Everyone should read this article from the New Democrat (the DLC blog):
http://www.ndol.org/ndol_ci.cfm?kaid=131&subid=192&contentid=253002
They point out all the advantages Democrats had this time and
This summarizes their conclusions:
“The second obvious problem for Democrats was a “reform gap.” Having lost control of every nook and cranny of the federal government during the last two elections, Democrats were perfectly positioned to run as bold, outsider, insurgent reformers determined to change Washington, and the public was ready to embrace such a message and agenda. While Democrats did made a strong negative case against Bush, we never conveyed a positive agenda for reform. Indeed, Democrats often reinforced the idea that the GOP was the “reform” party by trying to scare voters about every bad or deceptive Republican idea for changing government programs, instead of offering our own alternatives for reform. In the end, we relied on mobilizing voters who were hostile to Bush instead of persuading voters who were ambivalent about both parties, and about government. Since Republicans did have a simple, understandable message, it was an uneven contest: message plus mobilization will beat mobilization alone every time.”
. . . .
“There will be a powerful temptation for Democrats to simply go to the mattresses, fight Republicans tooth and nail, and hope for a big midterm sweep in 2006. That would be a mistake, just as it was a mistake to believe that Bush’s weakness would be enough to produce a victory in 2004. It’s time for Democrats to clearly stand for values, principles, and ideas that will earn us the opportunity to become the majority party of the future.”
This argument is right on the money! The one thing Kerry and the Democrats failed to do is to make a serious reform agenda the centerpiece of their campaigns. We desparately need to coalesce on a central reform strategy and beat it like an army mule come rain or shine — just as Newt Gingrich did starting in 1992. Remember the Contract on America?
We need something similar that all Democrats can rally behind and really push. One thing that we never seem to talk about is PAYROLL TAX reform. When was the last time you heard either party talk about how much $ are taken from your weekly paycheck in the form of payroll taxes? We need to oppose Bush’s idea of ending all taxation on unearned income with our own tax proposals that will help workers, not millionares — payroll tax relief. This issue divides the Republicans from their base. Let them explain how they’re for every form of tax cuts, except payroll taxes. We need to be explicit about this and hammer away despite all the ranting and lies about it from conservatives. Ordinary people would be with us on this.
But it can’t be point 32 of a 62 point plan. We would have to hit it hard and repeat it endlessly to force a national debate on this issue.

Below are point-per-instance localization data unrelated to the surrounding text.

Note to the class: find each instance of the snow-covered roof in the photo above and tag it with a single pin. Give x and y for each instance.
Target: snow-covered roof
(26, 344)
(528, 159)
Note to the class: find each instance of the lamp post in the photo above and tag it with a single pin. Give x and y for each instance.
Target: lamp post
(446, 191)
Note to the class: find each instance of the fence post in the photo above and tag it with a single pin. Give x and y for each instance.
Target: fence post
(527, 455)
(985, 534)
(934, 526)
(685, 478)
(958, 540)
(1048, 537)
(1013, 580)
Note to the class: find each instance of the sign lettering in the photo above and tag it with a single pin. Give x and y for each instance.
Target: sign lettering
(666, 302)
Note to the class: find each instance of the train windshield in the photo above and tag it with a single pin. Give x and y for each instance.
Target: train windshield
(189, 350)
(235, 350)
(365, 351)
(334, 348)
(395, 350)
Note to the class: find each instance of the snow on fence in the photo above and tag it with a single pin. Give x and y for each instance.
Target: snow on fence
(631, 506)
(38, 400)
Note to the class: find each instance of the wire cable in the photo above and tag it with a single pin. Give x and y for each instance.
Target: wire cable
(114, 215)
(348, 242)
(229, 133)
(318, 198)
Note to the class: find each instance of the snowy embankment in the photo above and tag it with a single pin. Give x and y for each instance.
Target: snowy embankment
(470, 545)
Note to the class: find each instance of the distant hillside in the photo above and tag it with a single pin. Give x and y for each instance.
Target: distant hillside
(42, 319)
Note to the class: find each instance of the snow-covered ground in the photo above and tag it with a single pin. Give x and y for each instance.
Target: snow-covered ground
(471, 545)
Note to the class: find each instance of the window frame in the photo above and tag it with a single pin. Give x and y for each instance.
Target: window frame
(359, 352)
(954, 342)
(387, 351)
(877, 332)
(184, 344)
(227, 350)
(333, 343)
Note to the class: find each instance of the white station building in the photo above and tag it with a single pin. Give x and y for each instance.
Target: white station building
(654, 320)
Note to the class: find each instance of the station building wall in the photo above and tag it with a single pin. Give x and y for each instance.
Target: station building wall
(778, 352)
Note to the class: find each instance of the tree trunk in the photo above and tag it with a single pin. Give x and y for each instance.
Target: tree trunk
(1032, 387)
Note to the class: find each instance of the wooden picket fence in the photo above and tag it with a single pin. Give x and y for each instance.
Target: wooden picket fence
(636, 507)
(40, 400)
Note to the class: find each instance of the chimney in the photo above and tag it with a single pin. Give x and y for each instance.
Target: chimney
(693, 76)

i think that if any one person in america is responsible for the election defeat, it is the mayor of san francisco. the gay marriage issue was handed on a silver platter to the right wing religious zealots and rove. and when you give rove something to work with he always makes the best of it. the issue brought out millions of right wingers who may not have come out. if the issue would have been put on the back burner untill after the election, kerry would have had four years to figure out how to deal with it.